Uber are thinking about introducing an augmented reality experience when a driver and a passenger within a threshold distance from each other.
When a passenger starts looking for a driver, the smartphone screen will shift to a live video view from the camera. Then on their screen, instructions will appear directing the passenger to their driver’s car, and when the car is in sight, AR graphics will highlight the correct car.
This is interesting because it looks to minimise the pain-point that all passengers and drivers experience when looking for each other, especially in areas where there are lots of cars (e.g. Airports).
At present, when passengers are looking for their driver, the experience consists of passengers looking on the Uber map, trying to orient themselves in the correct direction. Then there may be a phone call or messages exchanged asking the driver for their exact location. And then there’s time lost with passengers needing to check the registration plate of their car, versus other possible cars.
Magnified at scale, this is a lot of time being lost from passengers looking for their cars. Besides being a pain for passengers and drivers, this time lost ultimately impacts how many rides drivers can do, how quickly ride requests are fulfilled, and the overall liquidity of the marketplace.
Check out #005 PATENT DROP for another Uber patent application that looks to minimise driver waiting time.
Last week, Amazon updated a patent filing that hadn’t been touched in 2 years.
Amazon are looking to build more intuitive ways of searching for products - namely by mixing and matching the features that you want.
In the example of buying shoes, users can choose what type of shoe they’re looking for, and then begin to refine their search by selecting more specific features - such as the strap of the shoes, or the type of heel. This refinement could be done by users looking at examples of shoes and highlighting the features that they like the most.
The goal is to help users find items of clothing that are more suited to their tastes, in a visual way, as opposed to relying on textual filtering.
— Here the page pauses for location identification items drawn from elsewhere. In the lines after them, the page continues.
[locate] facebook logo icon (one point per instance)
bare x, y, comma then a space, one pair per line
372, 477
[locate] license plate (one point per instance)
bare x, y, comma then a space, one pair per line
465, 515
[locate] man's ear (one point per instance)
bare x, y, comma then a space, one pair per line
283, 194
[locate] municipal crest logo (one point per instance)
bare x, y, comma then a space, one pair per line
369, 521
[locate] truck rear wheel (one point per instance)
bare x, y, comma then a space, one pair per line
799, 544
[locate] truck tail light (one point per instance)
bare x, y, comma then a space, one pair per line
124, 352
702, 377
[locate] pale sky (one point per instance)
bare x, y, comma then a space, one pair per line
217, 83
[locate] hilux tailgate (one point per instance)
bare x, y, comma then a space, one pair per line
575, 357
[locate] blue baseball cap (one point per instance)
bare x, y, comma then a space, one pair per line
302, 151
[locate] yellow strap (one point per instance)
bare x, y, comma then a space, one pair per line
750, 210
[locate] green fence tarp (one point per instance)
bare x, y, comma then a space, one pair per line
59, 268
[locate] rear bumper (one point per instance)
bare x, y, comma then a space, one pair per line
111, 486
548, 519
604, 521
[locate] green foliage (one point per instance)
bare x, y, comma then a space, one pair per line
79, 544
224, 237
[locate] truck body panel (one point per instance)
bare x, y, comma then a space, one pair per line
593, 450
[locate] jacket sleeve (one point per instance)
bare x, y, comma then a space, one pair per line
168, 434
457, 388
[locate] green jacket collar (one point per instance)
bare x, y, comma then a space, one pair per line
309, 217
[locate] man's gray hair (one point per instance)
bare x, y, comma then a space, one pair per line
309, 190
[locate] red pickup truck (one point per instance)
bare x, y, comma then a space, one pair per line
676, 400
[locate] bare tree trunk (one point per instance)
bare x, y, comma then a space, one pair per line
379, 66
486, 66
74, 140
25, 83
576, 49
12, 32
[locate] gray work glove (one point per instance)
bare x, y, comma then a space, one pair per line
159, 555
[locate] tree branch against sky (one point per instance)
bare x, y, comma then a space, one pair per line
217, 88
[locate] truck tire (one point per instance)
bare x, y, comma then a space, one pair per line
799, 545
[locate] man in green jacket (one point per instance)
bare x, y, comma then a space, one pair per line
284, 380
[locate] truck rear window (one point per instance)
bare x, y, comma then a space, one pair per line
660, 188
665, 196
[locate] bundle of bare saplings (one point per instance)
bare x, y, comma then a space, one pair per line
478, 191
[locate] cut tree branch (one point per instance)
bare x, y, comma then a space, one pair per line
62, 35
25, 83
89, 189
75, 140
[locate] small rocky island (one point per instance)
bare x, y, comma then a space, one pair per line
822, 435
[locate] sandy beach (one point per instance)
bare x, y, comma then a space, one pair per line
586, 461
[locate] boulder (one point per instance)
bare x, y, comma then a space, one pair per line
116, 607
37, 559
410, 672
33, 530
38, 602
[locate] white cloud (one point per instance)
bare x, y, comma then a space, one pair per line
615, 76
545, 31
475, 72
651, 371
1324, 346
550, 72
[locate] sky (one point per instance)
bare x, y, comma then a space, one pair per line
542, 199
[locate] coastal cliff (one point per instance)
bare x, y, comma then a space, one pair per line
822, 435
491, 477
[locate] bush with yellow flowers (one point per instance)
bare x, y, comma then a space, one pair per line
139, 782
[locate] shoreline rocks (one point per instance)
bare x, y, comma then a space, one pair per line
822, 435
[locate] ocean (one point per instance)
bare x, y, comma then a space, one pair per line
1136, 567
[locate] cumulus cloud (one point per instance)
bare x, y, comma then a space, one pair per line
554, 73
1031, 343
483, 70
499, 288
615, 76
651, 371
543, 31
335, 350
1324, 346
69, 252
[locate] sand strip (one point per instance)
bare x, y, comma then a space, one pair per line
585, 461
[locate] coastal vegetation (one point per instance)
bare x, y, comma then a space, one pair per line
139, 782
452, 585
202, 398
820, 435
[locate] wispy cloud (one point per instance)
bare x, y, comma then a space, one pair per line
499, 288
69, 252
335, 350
As well as searching through images on Amazon’s listings, the patent also describes being able to upload your own images of items that you like. So in theory, you could upload a photo of your favourite celebrity, find similar shoes the ones that they’re wearing, and further refine the search by highlighting the specific aspects of the shoes you like (or don’t like).
The most interesting aspect of this patent is how Amazon is looking at leveraging its huge inventory (past and present) with computer vision to enable new ways of finding items for purchase. It remains to be seen whether Amazon are actually looking to implement this, or if this is just some exploratory work that won’t see the light of day.